Neurocognitive dysfunction is common in survivors of intensive care. Prolonged sedation has been implicated but the mechanisms are unclear. Neurogenesis continues into adulthood and is implicated in learning. The neural progenitor cells (NPC) that drive neurogenesis have receptors for the major classes of sedatives used clinically, suggesting that interruption of neurogenesis may partly contribute to cognitive decline in ICU survivors. Using an in vitro system, we tested the hypothesis that prolonged exposure to propofol concentration- and duration-dependently kills or markedly decreases the proliferation of NPCs. NPCs isolated from embryonic day 14 Sprague-Dawley rat pups were exposed to 0, 2.5, or 5.0 mu g/ mL of propofol, concentrations consistent with deep clinical anesthesia, for either 4 or 24 hours.
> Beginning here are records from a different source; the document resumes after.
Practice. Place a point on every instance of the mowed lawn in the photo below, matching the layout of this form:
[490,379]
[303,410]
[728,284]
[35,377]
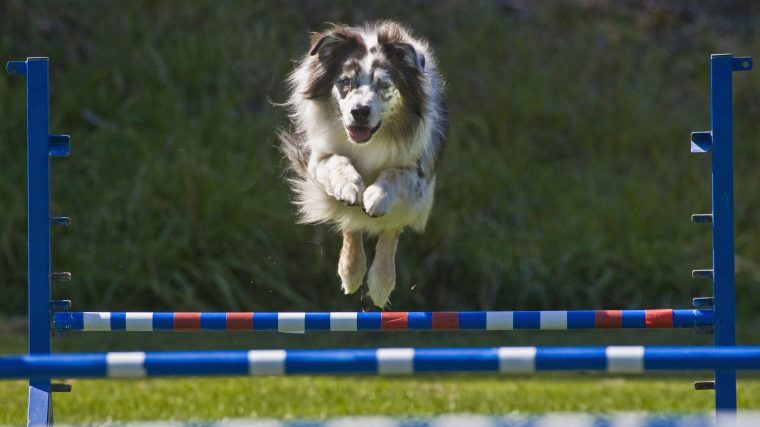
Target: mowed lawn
[199,399]
[317,398]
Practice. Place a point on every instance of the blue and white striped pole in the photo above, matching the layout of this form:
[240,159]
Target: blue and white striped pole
[384,361]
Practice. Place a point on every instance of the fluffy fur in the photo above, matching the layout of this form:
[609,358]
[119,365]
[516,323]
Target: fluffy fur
[369,125]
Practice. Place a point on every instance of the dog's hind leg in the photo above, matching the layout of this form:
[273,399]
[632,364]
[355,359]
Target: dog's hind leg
[382,274]
[353,263]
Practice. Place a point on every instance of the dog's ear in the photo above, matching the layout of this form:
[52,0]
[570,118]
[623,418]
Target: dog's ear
[409,55]
[325,43]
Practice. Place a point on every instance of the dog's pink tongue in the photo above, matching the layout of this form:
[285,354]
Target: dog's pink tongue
[359,133]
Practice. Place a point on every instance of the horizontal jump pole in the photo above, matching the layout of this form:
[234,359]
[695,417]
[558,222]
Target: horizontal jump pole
[384,361]
[383,321]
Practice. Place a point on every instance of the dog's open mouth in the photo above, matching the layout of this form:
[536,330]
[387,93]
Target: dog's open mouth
[361,134]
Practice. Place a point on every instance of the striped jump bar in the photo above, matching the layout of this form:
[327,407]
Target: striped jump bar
[385,361]
[383,321]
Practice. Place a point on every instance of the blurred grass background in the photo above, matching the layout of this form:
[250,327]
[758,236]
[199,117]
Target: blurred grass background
[567,183]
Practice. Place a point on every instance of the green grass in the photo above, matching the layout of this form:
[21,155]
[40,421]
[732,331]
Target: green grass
[317,398]
[572,119]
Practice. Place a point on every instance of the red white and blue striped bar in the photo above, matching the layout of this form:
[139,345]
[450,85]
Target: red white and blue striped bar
[384,361]
[383,321]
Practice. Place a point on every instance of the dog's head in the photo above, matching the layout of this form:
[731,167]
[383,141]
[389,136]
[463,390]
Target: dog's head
[372,74]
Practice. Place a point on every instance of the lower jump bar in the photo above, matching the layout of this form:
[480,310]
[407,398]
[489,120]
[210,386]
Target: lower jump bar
[382,321]
[390,361]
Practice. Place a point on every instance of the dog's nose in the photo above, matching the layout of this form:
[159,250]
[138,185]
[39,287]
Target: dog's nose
[361,113]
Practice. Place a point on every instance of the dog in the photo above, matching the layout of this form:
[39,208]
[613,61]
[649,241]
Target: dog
[369,124]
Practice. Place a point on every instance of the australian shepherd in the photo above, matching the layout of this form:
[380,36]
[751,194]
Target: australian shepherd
[369,125]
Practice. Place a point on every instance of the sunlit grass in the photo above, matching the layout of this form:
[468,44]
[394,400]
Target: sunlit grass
[317,398]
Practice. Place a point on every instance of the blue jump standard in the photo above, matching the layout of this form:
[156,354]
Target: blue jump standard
[724,359]
[384,361]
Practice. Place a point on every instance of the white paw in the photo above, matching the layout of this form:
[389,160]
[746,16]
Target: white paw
[381,281]
[376,201]
[351,276]
[349,192]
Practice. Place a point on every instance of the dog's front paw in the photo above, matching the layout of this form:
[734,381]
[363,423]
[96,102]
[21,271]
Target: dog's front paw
[381,281]
[377,202]
[349,192]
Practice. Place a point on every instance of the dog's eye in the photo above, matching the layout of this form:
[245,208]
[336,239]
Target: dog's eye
[344,82]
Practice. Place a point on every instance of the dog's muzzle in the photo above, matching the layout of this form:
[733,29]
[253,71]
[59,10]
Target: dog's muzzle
[362,134]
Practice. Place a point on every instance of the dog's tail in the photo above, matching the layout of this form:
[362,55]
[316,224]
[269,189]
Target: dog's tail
[295,150]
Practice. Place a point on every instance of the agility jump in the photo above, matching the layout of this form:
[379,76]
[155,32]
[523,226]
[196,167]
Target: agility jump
[712,314]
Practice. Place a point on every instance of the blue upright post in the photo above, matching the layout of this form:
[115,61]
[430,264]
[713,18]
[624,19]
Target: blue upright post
[721,113]
[38,188]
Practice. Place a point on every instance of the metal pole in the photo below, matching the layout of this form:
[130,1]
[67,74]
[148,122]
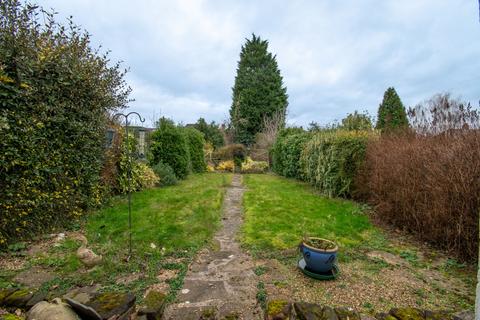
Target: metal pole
[129,177]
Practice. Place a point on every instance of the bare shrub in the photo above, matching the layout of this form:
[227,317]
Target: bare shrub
[428,182]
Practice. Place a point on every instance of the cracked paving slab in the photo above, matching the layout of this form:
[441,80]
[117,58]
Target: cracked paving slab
[221,280]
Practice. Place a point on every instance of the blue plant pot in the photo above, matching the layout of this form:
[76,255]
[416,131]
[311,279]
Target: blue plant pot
[319,260]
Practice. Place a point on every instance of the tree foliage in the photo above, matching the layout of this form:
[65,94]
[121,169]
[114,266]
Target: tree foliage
[56,94]
[287,150]
[391,112]
[258,92]
[196,143]
[356,121]
[211,132]
[170,146]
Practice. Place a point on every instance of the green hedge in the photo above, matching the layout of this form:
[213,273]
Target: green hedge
[55,94]
[331,160]
[169,145]
[287,150]
[196,142]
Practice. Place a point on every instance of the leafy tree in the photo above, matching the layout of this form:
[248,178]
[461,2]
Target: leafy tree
[211,132]
[258,92]
[196,143]
[391,112]
[170,146]
[56,93]
[356,121]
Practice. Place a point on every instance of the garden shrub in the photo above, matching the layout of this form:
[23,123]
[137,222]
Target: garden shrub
[146,176]
[287,150]
[330,160]
[56,94]
[227,165]
[169,145]
[196,143]
[141,175]
[166,174]
[251,166]
[212,132]
[428,185]
[427,181]
[228,152]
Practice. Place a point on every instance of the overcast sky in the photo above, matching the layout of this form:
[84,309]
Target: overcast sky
[335,56]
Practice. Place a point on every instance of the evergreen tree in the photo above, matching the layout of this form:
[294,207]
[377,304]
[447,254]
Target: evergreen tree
[356,121]
[258,92]
[391,112]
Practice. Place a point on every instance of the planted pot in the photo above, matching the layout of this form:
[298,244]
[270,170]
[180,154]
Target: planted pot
[319,254]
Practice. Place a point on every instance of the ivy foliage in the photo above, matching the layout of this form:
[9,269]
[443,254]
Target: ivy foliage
[258,92]
[391,112]
[56,93]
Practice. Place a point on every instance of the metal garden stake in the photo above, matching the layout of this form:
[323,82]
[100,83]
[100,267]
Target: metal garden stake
[129,177]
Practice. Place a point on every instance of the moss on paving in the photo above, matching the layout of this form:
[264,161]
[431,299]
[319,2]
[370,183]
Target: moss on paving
[168,223]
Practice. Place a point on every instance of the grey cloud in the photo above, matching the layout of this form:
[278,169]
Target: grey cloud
[335,56]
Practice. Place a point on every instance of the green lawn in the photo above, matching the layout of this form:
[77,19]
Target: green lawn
[280,211]
[170,224]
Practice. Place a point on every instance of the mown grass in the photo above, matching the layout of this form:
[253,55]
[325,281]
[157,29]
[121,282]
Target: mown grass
[280,211]
[169,225]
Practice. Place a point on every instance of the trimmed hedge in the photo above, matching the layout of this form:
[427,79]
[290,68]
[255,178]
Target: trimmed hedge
[196,142]
[56,92]
[287,150]
[331,160]
[166,174]
[170,146]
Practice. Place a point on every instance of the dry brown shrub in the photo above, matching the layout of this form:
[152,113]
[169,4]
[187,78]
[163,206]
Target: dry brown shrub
[427,183]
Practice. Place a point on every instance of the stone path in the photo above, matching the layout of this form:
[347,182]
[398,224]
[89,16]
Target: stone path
[220,284]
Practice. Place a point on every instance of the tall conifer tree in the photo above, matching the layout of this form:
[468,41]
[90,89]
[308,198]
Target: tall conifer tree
[258,92]
[391,112]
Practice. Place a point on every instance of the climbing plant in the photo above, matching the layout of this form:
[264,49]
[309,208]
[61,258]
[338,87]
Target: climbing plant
[56,93]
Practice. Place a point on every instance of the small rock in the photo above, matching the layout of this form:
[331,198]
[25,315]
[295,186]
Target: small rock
[384,316]
[438,315]
[347,314]
[110,304]
[279,310]
[82,295]
[36,298]
[407,313]
[83,311]
[19,298]
[33,277]
[307,311]
[464,315]
[4,293]
[127,314]
[56,310]
[153,305]
[10,316]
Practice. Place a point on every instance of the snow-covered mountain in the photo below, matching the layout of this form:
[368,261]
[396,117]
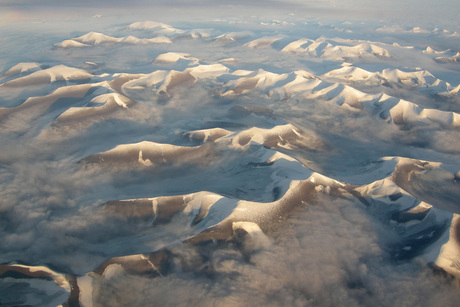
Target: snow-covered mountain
[220,155]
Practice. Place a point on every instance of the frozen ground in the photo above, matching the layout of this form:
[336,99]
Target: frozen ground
[221,153]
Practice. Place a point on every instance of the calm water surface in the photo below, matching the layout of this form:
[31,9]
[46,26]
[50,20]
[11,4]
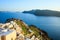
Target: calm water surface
[50,24]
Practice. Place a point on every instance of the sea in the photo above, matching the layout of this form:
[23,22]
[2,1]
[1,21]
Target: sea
[50,24]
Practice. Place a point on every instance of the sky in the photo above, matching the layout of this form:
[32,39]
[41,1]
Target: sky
[21,5]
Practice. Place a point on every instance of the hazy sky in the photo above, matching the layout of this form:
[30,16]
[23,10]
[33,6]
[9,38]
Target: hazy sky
[19,5]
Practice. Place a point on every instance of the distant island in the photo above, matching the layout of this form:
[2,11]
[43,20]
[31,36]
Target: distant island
[22,31]
[38,12]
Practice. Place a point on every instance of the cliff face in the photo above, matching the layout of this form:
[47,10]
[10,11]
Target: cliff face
[25,32]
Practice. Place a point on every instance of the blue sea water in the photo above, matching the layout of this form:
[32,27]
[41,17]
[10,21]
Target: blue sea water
[50,24]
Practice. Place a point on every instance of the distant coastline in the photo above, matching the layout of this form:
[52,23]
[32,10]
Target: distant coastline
[38,12]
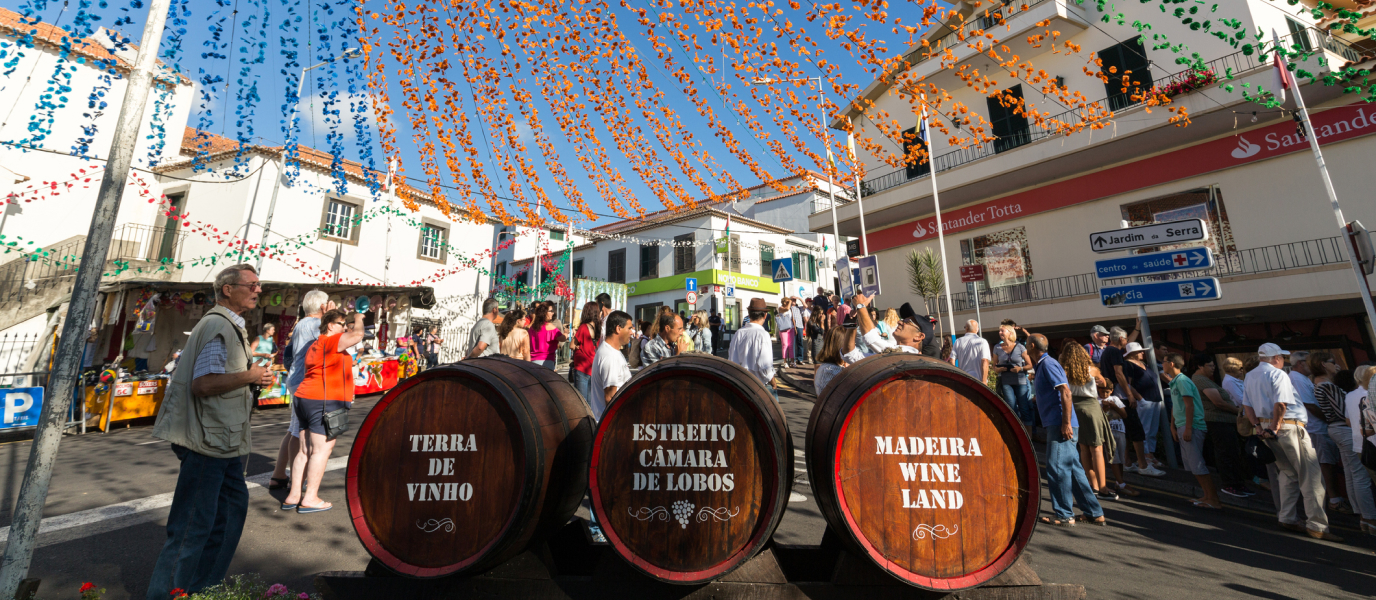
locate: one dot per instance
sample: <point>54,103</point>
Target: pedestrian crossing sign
<point>783,270</point>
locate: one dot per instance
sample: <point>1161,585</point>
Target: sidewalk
<point>1174,482</point>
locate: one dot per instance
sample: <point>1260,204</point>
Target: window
<point>804,266</point>
<point>684,255</point>
<point>908,145</point>
<point>434,238</point>
<point>617,266</point>
<point>340,220</point>
<point>1130,77</point>
<point>765,260</point>
<point>648,262</point>
<point>1299,35</point>
<point>1204,202</point>
<point>1010,125</point>
<point>1005,255</point>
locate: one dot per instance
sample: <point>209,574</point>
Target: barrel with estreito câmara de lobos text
<point>923,469</point>
<point>691,468</point>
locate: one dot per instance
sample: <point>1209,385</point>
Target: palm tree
<point>925,277</point>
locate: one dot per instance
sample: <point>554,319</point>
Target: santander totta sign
<point>1269,142</point>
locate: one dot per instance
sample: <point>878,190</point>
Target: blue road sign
<point>21,406</point>
<point>782,269</point>
<point>1162,292</point>
<point>1186,259</point>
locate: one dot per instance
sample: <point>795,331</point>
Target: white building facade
<point>1024,205</point>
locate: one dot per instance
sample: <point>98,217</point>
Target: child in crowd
<point>1115,412</point>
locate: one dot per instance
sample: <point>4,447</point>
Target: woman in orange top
<point>328,387</point>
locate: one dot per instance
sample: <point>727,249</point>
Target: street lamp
<point>822,121</point>
<point>291,141</point>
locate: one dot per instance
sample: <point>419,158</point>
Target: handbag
<point>1368,447</point>
<point>1258,450</point>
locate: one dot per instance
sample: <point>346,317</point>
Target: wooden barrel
<point>691,468</point>
<point>923,469</point>
<point>460,467</point>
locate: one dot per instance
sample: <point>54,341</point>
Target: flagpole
<point>855,161</point>
<point>936,202</point>
<point>1302,116</point>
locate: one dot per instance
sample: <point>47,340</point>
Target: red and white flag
<point>1281,79</point>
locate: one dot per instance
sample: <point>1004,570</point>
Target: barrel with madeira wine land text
<point>923,469</point>
<point>691,468</point>
<point>460,467</point>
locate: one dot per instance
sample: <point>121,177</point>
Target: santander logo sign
<point>1245,149</point>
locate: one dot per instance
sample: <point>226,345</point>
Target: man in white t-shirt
<point>907,337</point>
<point>610,368</point>
<point>972,352</point>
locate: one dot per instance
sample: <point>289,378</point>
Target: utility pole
<point>33,491</point>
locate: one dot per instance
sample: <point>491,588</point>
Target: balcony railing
<point>1222,69</point>
<point>132,241</point>
<point>1266,259</point>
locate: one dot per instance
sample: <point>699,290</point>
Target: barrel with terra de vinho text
<point>923,469</point>
<point>461,467</point>
<point>691,468</point>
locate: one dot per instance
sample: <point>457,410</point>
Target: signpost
<point>782,269</point>
<point>1189,259</point>
<point>973,274</point>
<point>1156,234</point>
<point>1162,292</point>
<point>1155,292</point>
<point>870,275</point>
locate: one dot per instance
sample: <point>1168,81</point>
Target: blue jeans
<point>209,507</point>
<point>582,381</point>
<point>1018,397</point>
<point>1065,476</point>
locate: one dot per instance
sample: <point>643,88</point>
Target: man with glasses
<point>205,416</point>
<point>907,337</point>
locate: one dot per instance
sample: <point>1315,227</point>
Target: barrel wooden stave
<point>724,529</point>
<point>527,467</point>
<point>860,491</point>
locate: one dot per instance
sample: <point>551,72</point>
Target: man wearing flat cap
<point>908,336</point>
<point>750,346</point>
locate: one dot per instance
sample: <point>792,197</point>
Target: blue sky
<point>231,52</point>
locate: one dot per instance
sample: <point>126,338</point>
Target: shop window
<point>1126,59</point>
<point>648,262</point>
<point>1204,202</point>
<point>1005,255</point>
<point>684,255</point>
<point>617,266</point>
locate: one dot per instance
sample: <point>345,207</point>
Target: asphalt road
<point>1156,545</point>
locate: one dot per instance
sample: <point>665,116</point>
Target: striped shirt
<point>213,358</point>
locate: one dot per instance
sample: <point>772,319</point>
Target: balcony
<point>1221,69</point>
<point>1266,259</point>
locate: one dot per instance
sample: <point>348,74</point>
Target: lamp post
<point>826,136</point>
<point>291,141</point>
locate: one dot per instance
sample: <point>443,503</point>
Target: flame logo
<point>1245,149</point>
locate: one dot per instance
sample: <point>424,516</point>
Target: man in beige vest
<point>205,414</point>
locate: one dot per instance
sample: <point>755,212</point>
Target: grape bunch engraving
<point>683,509</point>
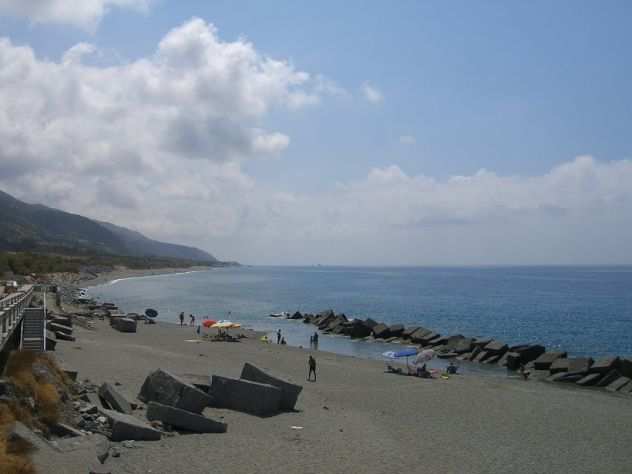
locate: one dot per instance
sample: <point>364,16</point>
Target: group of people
<point>191,319</point>
<point>280,338</point>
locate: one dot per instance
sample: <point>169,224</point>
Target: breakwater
<point>613,374</point>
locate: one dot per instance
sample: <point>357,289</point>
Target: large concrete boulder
<point>59,328</point>
<point>62,336</point>
<point>125,324</point>
<point>605,365</point>
<point>359,329</point>
<point>326,321</point>
<point>126,427</point>
<point>289,391</point>
<point>430,338</point>
<point>370,323</point>
<point>590,379</point>
<point>608,378</point>
<point>496,347</point>
<point>481,341</point>
<point>625,367</point>
<point>617,384</point>
<point>381,331</point>
<point>419,334</point>
<point>451,342</point>
<point>396,330</point>
<point>528,352</point>
<point>512,360</point>
<point>114,399</point>
<point>464,345</point>
<point>579,365</point>
<point>492,359</point>
<point>61,320</point>
<point>183,420</point>
<point>162,387</point>
<point>243,395</point>
<point>545,360</point>
<point>409,331</point>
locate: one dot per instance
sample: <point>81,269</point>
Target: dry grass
<point>13,455</point>
<point>44,389</point>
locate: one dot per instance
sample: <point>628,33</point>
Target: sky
<point>348,133</point>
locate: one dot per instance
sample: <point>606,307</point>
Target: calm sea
<point>583,310</point>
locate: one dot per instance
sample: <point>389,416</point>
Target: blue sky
<point>516,88</point>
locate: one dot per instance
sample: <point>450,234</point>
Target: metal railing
<point>12,308</point>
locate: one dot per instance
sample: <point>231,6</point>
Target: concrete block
<point>243,395</point>
<point>126,427</point>
<point>590,379</point>
<point>289,391</point>
<point>605,365</point>
<point>183,419</point>
<point>125,324</point>
<point>609,378</point>
<point>114,399</point>
<point>162,387</point>
<point>617,384</point>
<point>545,360</point>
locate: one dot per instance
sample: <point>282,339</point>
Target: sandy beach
<point>355,418</point>
<point>88,280</point>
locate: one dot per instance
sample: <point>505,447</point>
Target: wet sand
<point>355,418</point>
<point>87,280</point>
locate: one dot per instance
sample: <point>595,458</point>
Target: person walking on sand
<point>312,368</point>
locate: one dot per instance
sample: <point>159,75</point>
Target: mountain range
<point>35,227</point>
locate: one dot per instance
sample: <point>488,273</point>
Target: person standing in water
<point>312,368</point>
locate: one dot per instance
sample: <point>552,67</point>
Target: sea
<point>586,311</point>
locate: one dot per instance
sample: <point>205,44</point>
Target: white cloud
<point>579,212</point>
<point>150,136</point>
<point>158,145</point>
<point>372,93</point>
<point>83,14</point>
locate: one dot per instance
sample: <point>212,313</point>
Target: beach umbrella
<point>223,325</point>
<point>408,352</point>
<point>424,356</point>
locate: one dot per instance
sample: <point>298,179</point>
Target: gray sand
<point>356,418</point>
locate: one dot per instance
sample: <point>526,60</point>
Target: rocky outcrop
<point>114,399</point>
<point>126,427</point>
<point>545,360</point>
<point>243,395</point>
<point>183,419</point>
<point>125,324</point>
<point>165,388</point>
<point>381,331</point>
<point>289,391</point>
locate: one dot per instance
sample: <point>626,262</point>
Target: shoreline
<point>355,417</point>
<point>119,274</point>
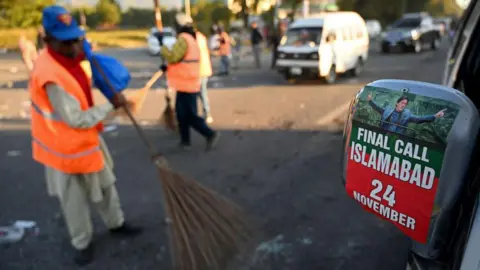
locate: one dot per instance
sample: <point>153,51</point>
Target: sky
<point>127,3</point>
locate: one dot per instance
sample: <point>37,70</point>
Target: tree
<point>22,13</point>
<point>108,13</point>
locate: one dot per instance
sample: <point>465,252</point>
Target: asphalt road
<point>278,157</point>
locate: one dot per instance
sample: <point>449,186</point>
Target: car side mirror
<point>407,146</point>
<point>331,37</point>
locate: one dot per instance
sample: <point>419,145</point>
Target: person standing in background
<point>214,40</point>
<point>183,75</point>
<point>276,38</point>
<point>236,35</point>
<point>40,38</point>
<point>205,72</point>
<point>29,52</point>
<point>256,39</point>
<point>224,51</point>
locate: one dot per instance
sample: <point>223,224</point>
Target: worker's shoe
<point>126,230</point>
<point>209,119</point>
<point>185,146</point>
<point>84,256</point>
<point>212,141</point>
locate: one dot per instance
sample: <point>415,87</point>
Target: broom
<point>206,230</point>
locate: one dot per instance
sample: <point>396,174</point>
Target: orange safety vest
<point>54,143</point>
<point>205,63</point>
<point>184,76</point>
<point>225,48</point>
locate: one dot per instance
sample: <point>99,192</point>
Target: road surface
<point>278,157</point>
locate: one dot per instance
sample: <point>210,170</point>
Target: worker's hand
<point>440,114</point>
<point>130,105</point>
<point>118,100</point>
<point>159,36</point>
Cells were assayed for cell death and proliferation either immediately following propofol exposure or 24 hours later. NPC death and apoptosis were measured by propidium iodine staining and cleaved caspase-3 immunocytochemistry, respectively, while proliferation was measured by EdU incorporation. Staurosporine (1 mu M for 6h) was used as a positive control for cell death. Cells were analyzed with unbiased high-throughput immunocytochemistry. There was no cell death at either concentration of propofol or duration of exposure. Neither concentration of propofol impaired NPC proliferation when exposure lasted 4 h, but when exposure lasted 24 h, propofol had an anti-proliferative effect at both concentrations (P < 0.0001, propofol vs. control). However, this effect was transient; proliferation returned to baseline 24 h after discontinuation of propofol (P = 0.37, propofol vs. control). The transient but reversible suppression of NPC proliferation, absence of cytotoxicity, and negligible effect on the neural stem cell pool pool suggest that propofol, even in concentrations used for clinical anesthesia, has limited impact on neural progenitor cell biology.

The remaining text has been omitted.